In Letwin’s imaginary future world we are so convinced of 7G’s superior technology and connectivity that we don’t have a plan B. The speed that things go wrong, once the first domino falls is very scary with very worrying consequences. He talks us through what would happen from the actions (or inaction) of our political leaders during a disaster such as this, down to how it affects the man and woman on the street, particularly the old and infirm when the temperature drops below freezing and there is no electricity to make the heaters or central heating work. Without power there is no way to convey to the population any message from the government. We’d be on the doorstep of anarchy. Pretty much every service that we rely on fails as a result of the electrical grid going down and because most things rely on internet connectivity – there is suddenly no communication network, no GPS to guide us around the streets, driverless cars would not work, no street lights or traffic signals, no rail network, planes are grounded and those already in the air have no guidance system – chaos is all around. As a result – the food delivery system fails, no one can buy food anyway or anything else for that matter because by 2037 we have no physical cash anymore, hospitals can’t function, neither can the emergency services – everything is digital and relies on electricity and the connectivity of the internet to function. And to add to the problem, in this scenario Britain has gone with 100% renewable energy – solar, wind and hydro – all of which are very difficult to get back on line from a cold start – assuming that the infrastructure is still intact and functioning after such an event (if the transformers have not been fried by an electrical pulse)….but that requires an in depth explanation that I don’t have time to go into here.

This fictional scenario is even more frightening when you remember that the author is an ex politician who was working on preventing this and many other disaster scenarios. He knows how the political system works – or fails to work. It’s a wake up call to shake us all from our complacency. But will it shake us enough, or will we continue to blindly rely on the latest technology without maintaining a reliable alternative….just in case?

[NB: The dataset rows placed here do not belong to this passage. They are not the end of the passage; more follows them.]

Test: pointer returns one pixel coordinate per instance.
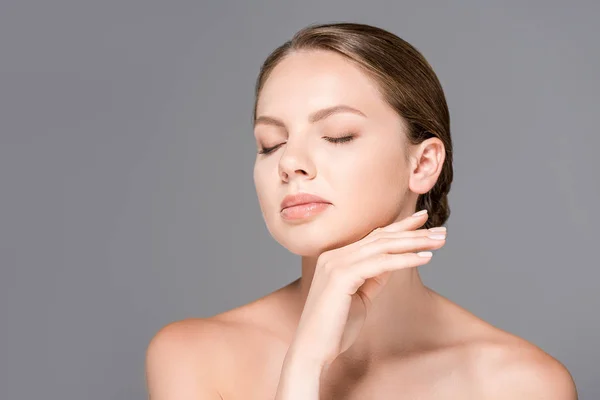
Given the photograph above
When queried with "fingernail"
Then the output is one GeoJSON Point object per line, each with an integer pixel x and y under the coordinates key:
{"type": "Point", "coordinates": [438, 229]}
{"type": "Point", "coordinates": [437, 237]}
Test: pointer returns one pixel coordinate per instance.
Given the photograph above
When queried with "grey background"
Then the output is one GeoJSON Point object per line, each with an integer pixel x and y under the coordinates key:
{"type": "Point", "coordinates": [126, 192]}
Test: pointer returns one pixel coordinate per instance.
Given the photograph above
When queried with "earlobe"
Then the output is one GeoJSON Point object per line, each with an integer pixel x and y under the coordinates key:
{"type": "Point", "coordinates": [426, 165]}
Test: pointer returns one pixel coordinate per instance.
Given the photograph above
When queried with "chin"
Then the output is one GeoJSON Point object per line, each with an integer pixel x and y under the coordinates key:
{"type": "Point", "coordinates": [311, 238]}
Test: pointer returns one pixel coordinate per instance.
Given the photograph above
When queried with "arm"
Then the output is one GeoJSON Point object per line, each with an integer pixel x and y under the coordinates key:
{"type": "Point", "coordinates": [538, 376]}
{"type": "Point", "coordinates": [300, 377]}
{"type": "Point", "coordinates": [179, 363]}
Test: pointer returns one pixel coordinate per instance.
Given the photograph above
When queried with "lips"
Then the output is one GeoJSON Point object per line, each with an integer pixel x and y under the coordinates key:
{"type": "Point", "coordinates": [301, 198]}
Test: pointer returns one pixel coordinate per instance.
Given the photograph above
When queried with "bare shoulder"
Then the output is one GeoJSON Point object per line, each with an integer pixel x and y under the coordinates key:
{"type": "Point", "coordinates": [200, 357]}
{"type": "Point", "coordinates": [184, 358]}
{"type": "Point", "coordinates": [510, 367]}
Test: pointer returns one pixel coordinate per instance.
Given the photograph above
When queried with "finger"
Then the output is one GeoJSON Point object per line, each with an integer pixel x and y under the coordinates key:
{"type": "Point", "coordinates": [358, 273]}
{"type": "Point", "coordinates": [400, 245]}
{"type": "Point", "coordinates": [439, 230]}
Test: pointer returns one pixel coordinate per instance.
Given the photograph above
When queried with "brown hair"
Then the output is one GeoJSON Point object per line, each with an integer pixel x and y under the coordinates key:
{"type": "Point", "coordinates": [406, 81]}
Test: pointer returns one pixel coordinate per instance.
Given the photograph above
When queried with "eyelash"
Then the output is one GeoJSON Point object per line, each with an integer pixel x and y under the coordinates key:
{"type": "Point", "coordinates": [339, 140]}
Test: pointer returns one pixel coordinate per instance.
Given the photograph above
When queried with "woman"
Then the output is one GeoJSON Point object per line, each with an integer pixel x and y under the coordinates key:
{"type": "Point", "coordinates": [353, 137]}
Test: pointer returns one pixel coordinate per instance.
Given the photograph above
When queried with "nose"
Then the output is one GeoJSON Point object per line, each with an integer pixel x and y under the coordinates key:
{"type": "Point", "coordinates": [295, 162]}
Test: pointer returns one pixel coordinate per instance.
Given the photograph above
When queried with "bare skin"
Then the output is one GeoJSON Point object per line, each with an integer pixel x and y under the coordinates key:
{"type": "Point", "coordinates": [239, 354]}
{"type": "Point", "coordinates": [414, 342]}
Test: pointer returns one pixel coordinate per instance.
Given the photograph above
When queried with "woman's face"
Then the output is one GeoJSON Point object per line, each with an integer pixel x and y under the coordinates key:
{"type": "Point", "coordinates": [365, 179]}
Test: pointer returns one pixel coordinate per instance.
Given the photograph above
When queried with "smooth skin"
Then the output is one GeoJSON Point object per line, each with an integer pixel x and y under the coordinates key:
{"type": "Point", "coordinates": [359, 323]}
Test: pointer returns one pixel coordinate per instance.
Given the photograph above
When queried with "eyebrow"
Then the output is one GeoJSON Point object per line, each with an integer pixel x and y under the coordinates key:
{"type": "Point", "coordinates": [314, 117]}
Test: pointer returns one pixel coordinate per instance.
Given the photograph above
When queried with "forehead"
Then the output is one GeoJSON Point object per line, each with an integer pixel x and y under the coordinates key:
{"type": "Point", "coordinates": [305, 81]}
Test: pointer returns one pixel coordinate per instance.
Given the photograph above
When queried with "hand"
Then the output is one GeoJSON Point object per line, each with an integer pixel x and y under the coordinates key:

For anyone interested in dystopian scenarios, emergency management, or disaster preparedness (prepping), it makes and interesting and thought provoking read.

I read it in two sittings as it was so absorbing….and I am very interested in “being prepared”.

3 thoughts on “Apocalypse How? A book by Oliver Letwin. (Our dystopian future).

    1. Thanks Liz. I think the problem at the moment in 2020 is that there are so many disaster scenarios all playing out at the same time, all over the world. But our reliance on technology, without keeping a plan B in play, could well be our major downfall in years to come. Thank you for your comment.